The physical demands on parents and carers can change over time. The amount of help children need changes over time. It may change suddenly if there is a change in a child’s life such as having surgery. Often however, the physical demands change slowly, as children grow or circumstances change due to a change in their medical condition.

It is important to look after your back by minimising the risks of injury. A back injury can be painful and debilitating, and can make it very difficult to care for your child.

Risk factors

  • Is your child over 16kg?
  • Do you lift your child often?
  • Do you bend or twist when lifting?
  • Do you sometimes lift in a restricted space?
  • Is your child awkward to lift?
  • Do you lift your child from a low height or from surfaces above waist height?
  • Is it hard to get help to lift when you need it?
  • Do you have any back, leg or arm pain? Or have you experienced them in the past?

If you answered YES to any of these questions, you are at risk of a back injury.

Things to think about

  • Independence and involvement in transfers.

When it is safe to do so, children should be encouraged to do as much as possible to help you with their daily care (eg: when transferring from the wheelchair to the bed). Your physiotherapist or occupational therapist can advise you on the best methods for transfers.

  • Stand back and look at the situation.

Review transfer techniques and equipment with your therapists as your child grows and develops.

  • Quality of life.

Remember that quality of life is important for the whole family. Save your energy for enjoyable family activities by avoiding unnecessary or risky tasks. Use equipment or get help.

  • Planning.

Think about your child’s future needs. This can be a positive way of planning for their future so their care is sustainable and so they can be as independent as possible.

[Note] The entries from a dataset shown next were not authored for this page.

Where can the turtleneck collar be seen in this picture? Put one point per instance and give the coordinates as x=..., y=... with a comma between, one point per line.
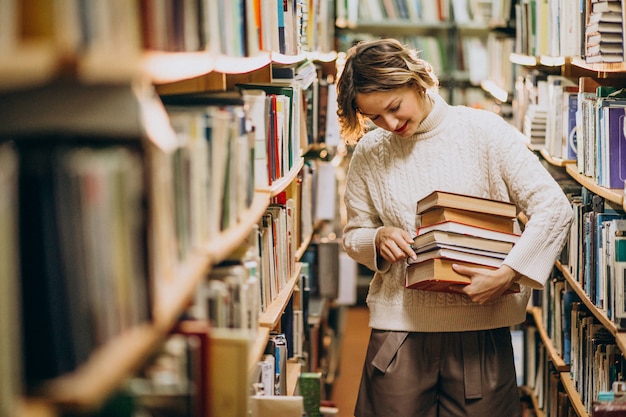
x=431, y=124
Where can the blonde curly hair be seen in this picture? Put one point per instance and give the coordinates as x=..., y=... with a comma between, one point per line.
x=375, y=66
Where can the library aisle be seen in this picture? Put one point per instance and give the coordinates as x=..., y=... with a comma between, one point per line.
x=353, y=347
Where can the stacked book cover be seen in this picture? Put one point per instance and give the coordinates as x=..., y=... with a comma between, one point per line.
x=604, y=32
x=459, y=229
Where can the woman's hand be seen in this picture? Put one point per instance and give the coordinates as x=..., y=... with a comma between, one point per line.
x=487, y=284
x=394, y=244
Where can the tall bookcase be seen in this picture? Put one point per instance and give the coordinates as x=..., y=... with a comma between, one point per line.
x=77, y=77
x=574, y=330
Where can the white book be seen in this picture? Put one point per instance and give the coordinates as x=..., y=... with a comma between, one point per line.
x=616, y=249
x=256, y=111
x=456, y=255
x=467, y=229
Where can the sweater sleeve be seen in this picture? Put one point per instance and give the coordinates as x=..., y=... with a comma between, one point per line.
x=359, y=234
x=536, y=194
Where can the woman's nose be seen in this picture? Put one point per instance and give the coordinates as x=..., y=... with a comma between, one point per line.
x=390, y=121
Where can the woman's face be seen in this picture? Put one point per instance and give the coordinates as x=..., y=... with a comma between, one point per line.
x=399, y=111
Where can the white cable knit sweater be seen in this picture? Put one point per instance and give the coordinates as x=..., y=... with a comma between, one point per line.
x=462, y=150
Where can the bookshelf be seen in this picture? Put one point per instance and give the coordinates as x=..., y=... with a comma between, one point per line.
x=545, y=57
x=61, y=64
x=571, y=172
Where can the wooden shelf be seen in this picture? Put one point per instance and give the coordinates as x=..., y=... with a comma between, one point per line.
x=555, y=357
x=227, y=241
x=530, y=392
x=397, y=26
x=620, y=336
x=603, y=70
x=294, y=368
x=90, y=384
x=271, y=317
x=615, y=195
x=163, y=68
x=258, y=347
x=29, y=65
x=280, y=184
x=559, y=162
x=574, y=397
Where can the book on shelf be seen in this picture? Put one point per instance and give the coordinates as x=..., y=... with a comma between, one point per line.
x=470, y=255
x=616, y=246
x=276, y=405
x=437, y=237
x=611, y=146
x=606, y=6
x=441, y=214
x=440, y=198
x=229, y=366
x=436, y=274
x=468, y=229
x=175, y=380
x=10, y=333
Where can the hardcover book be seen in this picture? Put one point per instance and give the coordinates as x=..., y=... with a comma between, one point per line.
x=439, y=237
x=461, y=201
x=468, y=229
x=437, y=275
x=474, y=257
x=441, y=214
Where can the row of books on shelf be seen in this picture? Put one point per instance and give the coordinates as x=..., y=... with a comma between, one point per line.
x=596, y=256
x=579, y=121
x=207, y=365
x=233, y=28
x=103, y=198
x=594, y=29
x=461, y=11
x=587, y=351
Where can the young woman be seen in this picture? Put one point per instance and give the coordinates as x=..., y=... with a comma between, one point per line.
x=434, y=354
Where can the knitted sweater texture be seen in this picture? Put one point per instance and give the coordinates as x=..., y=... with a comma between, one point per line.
x=461, y=150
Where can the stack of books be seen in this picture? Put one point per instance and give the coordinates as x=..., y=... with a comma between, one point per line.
x=604, y=32
x=459, y=229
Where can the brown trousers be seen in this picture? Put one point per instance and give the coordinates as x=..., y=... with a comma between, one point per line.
x=457, y=374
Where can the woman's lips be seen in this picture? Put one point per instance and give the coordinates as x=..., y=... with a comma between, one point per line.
x=402, y=129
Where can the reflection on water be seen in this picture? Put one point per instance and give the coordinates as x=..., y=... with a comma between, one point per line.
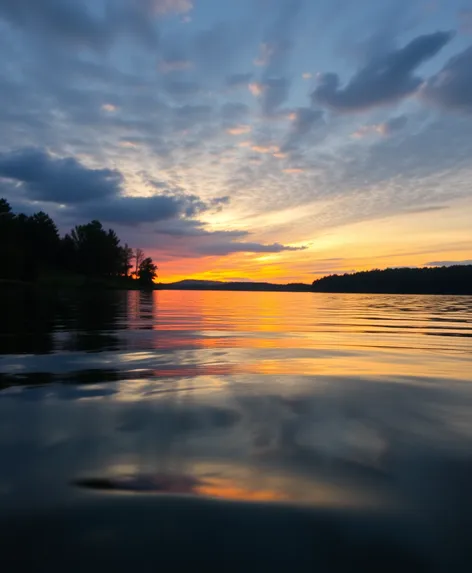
x=350, y=409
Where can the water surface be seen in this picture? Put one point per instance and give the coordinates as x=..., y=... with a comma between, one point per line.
x=284, y=430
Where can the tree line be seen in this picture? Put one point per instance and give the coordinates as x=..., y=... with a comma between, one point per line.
x=455, y=279
x=31, y=246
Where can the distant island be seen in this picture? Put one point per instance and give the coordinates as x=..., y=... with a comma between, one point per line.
x=430, y=280
x=234, y=286
x=32, y=251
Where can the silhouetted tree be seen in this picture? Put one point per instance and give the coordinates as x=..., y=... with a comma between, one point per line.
x=30, y=246
x=97, y=252
x=147, y=271
x=139, y=258
x=127, y=260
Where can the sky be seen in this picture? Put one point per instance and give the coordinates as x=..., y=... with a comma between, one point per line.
x=275, y=140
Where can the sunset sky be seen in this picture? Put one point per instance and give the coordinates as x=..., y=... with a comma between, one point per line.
x=271, y=140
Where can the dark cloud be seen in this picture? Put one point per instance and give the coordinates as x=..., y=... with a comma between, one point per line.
x=133, y=210
x=44, y=177
x=448, y=263
x=195, y=228
x=384, y=80
x=451, y=88
x=77, y=23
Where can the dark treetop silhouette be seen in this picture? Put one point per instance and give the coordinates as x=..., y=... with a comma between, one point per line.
x=31, y=247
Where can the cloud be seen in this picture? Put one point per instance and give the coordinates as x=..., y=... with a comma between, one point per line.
x=44, y=177
x=384, y=80
x=448, y=263
x=234, y=111
x=451, y=88
x=181, y=89
x=169, y=6
x=387, y=128
x=272, y=91
x=293, y=170
x=239, y=80
x=278, y=42
x=134, y=210
x=174, y=65
x=264, y=149
x=465, y=21
x=228, y=248
x=239, y=130
x=76, y=24
x=303, y=119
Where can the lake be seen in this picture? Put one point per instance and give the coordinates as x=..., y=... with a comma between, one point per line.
x=222, y=431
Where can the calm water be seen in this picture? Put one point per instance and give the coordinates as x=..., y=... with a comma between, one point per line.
x=236, y=431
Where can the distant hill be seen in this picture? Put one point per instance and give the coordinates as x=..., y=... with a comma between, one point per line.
x=233, y=286
x=431, y=280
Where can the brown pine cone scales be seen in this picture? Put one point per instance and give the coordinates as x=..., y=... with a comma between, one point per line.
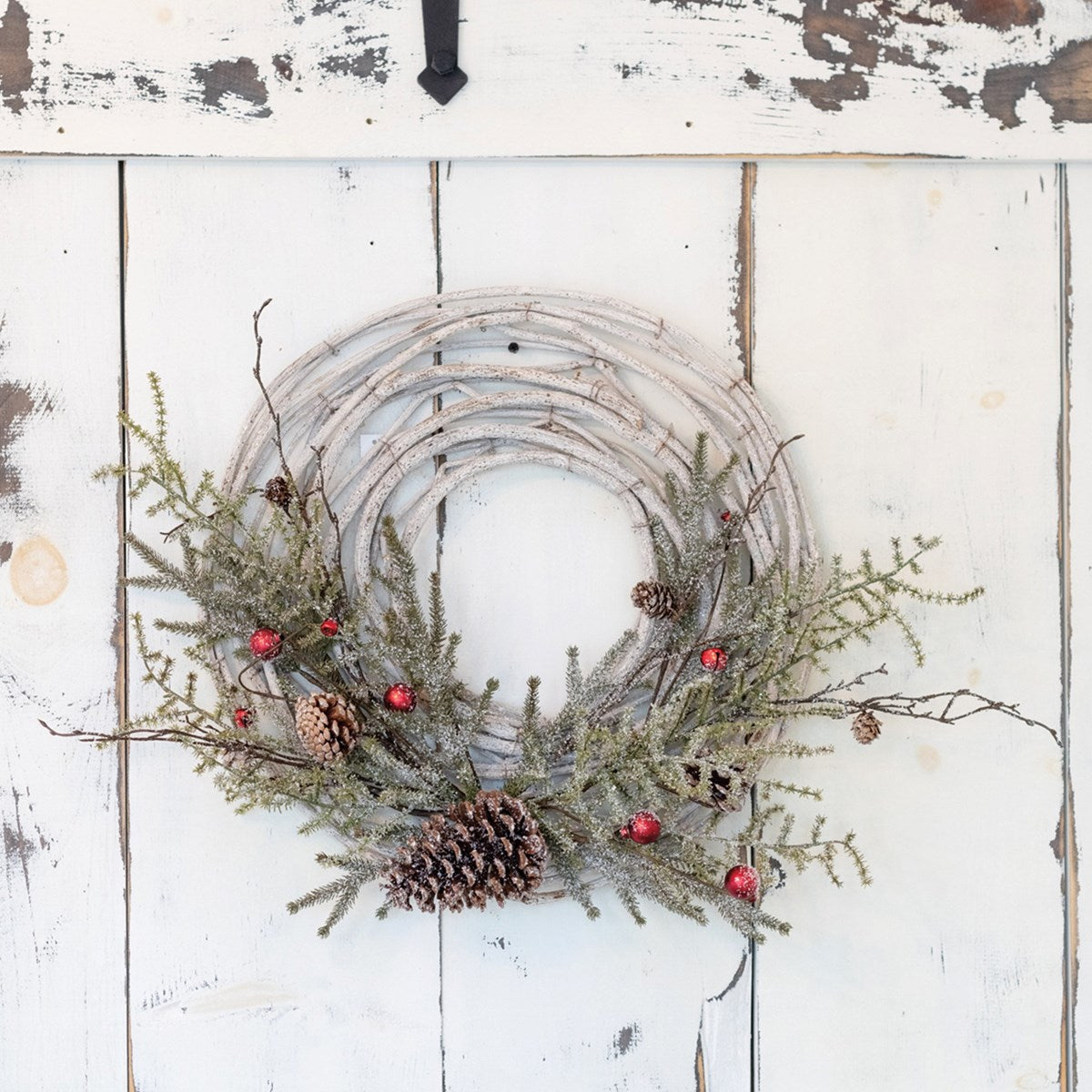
x=654, y=599
x=490, y=849
x=866, y=726
x=726, y=792
x=278, y=491
x=327, y=726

Tips and ideas for back care

If you need to lift:

  • Plan your lift or transfer.
  • Make sure there are no objects which will get in the way of you lifting and carrying.
  • Lift with your child’s weight close to your body.
  • Use your legs to do the work; do not bend your back.
  • Tighten your stomach muscles without holding your breath.
  • This gives your back extra support during the activity. 
  • Ask for help if your child is too heavy or awkward to lift.
  • Avoid lifting your child from the floor.
  • Alternative methods may be possible – for example, lying down in the stroller or wheelchair for clothing changes and use of toileting aids.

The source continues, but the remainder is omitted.